All still asleep …
We have taken a week’s holiday. It is the first time we have taken a week during the summer holidays (since our children left school).
Yesterday we went to Marsh Farm for the day. Four grandchildren and our daughter.
Three grandchildren old enough to enjoy the fun – and one baby attached to mum’s chest. Two grandchildren able to run about and create mayhem – one grandchild needing one-one attention.
And one more grandchild at home with our other daughter and her husband (who is also on holiday this week).
Marsh Farm has changed with the farming times. Changed from a working farm to a fun farm. Designed, planned and built to provide a great day out for children of all ages. I did not recognise it as the (almost) working farm open to the public (that we took our children to years ago): same location – different re-purposing.
Our daughter has taken her own children there in the past. So after a picnic lunch she headed us all to “the beach”. It was a mystery to me:
Which was a flattened area covered in sand and “bouncing pillows” (massive inflatables half-buried in the ground) with – in the distance – the biggest baddest bestest paddling pool I have ever seen! Also an inflatable (of the kind we have in our back garden) BUT this one on a MASSIVE scale. Maybe 30 feet x 20 feet with wide inflated walls (I had to straddle) and with water about 1 foot deep. Very refreshing!
Full of children running around splashing each other within their personal “splash zone”. And because Alfie needs one-one attention, our daughter and I were both in the pool AND in every “splash zone” that ran by.
The two mayhem-aged grandchildren soon twigged that splashing mum and granddad was allowed (as was mum and granddad chasing them and dunking them) … And that is when I found out the pool’s hidden secret!
The ground under the paddling pool had not been flattened like the rest of the area.
It was a load of bumps and dips.

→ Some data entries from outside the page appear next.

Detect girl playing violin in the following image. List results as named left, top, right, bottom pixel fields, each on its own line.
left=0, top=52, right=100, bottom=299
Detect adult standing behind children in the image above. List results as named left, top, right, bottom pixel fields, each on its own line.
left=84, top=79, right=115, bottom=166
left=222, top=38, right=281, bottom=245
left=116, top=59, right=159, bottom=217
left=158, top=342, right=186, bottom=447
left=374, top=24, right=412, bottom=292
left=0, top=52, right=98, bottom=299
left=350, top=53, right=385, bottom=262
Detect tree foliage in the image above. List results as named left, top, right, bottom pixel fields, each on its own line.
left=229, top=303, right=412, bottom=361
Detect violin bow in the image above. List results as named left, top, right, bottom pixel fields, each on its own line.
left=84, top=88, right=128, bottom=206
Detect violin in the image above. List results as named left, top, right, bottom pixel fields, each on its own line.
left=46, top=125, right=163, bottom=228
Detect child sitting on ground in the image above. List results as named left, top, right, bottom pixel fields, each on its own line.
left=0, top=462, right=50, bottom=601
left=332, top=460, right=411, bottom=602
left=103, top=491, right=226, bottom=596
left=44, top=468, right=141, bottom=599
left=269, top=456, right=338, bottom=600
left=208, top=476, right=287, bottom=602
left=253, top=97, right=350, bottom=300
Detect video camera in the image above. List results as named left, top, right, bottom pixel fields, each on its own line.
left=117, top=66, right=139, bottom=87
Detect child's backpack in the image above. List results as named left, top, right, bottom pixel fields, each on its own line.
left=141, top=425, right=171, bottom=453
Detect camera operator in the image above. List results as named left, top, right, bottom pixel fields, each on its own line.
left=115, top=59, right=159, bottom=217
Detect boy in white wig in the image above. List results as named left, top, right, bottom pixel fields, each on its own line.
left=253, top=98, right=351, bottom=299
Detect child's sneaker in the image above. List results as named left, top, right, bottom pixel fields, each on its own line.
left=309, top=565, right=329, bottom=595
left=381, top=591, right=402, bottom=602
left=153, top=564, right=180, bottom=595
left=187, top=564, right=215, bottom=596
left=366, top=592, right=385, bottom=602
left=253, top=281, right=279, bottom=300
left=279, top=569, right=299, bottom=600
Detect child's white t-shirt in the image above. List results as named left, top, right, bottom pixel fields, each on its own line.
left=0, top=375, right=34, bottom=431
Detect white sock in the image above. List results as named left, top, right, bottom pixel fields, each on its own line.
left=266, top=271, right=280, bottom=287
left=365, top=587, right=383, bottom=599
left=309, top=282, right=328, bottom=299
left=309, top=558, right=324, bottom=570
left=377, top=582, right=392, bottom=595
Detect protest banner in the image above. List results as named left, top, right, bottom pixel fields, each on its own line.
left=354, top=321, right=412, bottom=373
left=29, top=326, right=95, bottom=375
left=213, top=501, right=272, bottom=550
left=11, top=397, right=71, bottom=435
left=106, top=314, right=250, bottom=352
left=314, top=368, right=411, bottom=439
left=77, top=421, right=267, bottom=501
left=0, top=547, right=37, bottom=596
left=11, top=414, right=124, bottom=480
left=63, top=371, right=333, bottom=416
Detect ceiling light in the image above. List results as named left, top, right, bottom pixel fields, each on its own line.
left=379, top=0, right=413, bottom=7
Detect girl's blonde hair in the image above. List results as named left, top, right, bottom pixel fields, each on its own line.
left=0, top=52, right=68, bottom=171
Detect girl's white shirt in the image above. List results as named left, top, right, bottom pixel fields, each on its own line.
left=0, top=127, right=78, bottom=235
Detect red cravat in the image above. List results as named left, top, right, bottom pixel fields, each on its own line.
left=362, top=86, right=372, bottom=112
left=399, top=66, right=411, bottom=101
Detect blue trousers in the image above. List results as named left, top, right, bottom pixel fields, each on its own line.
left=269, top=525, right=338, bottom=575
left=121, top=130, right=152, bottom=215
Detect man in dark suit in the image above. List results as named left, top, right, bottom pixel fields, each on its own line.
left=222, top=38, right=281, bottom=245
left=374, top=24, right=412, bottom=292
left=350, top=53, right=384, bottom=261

Farmland with all its imperfections simply hidden by this huge rubberised paddling pool and a foot of water! And that is why the children all kept falling over – seeing these lumps and bumps was impossible.
I was immediately offended that such a basic had been overlooked! Or worse – not overlooked at all – but left deliberately! Cheapskating of the worst kind!
And then I realised it WAS NOT cheapskating at all – the bumps and lumps WERE the “perfections”! The falling over WAS the fun – the NOT KNOWING was the excitement – the getting drenched was the ONLY reason for this paddling pool at all!
I had reacted as an adult – but the pool had been built for children by child-minded adults (and the children loved it). And once I realised it was ME that had it wrong – I loved it as well (and used the “perfections” to great advantage)!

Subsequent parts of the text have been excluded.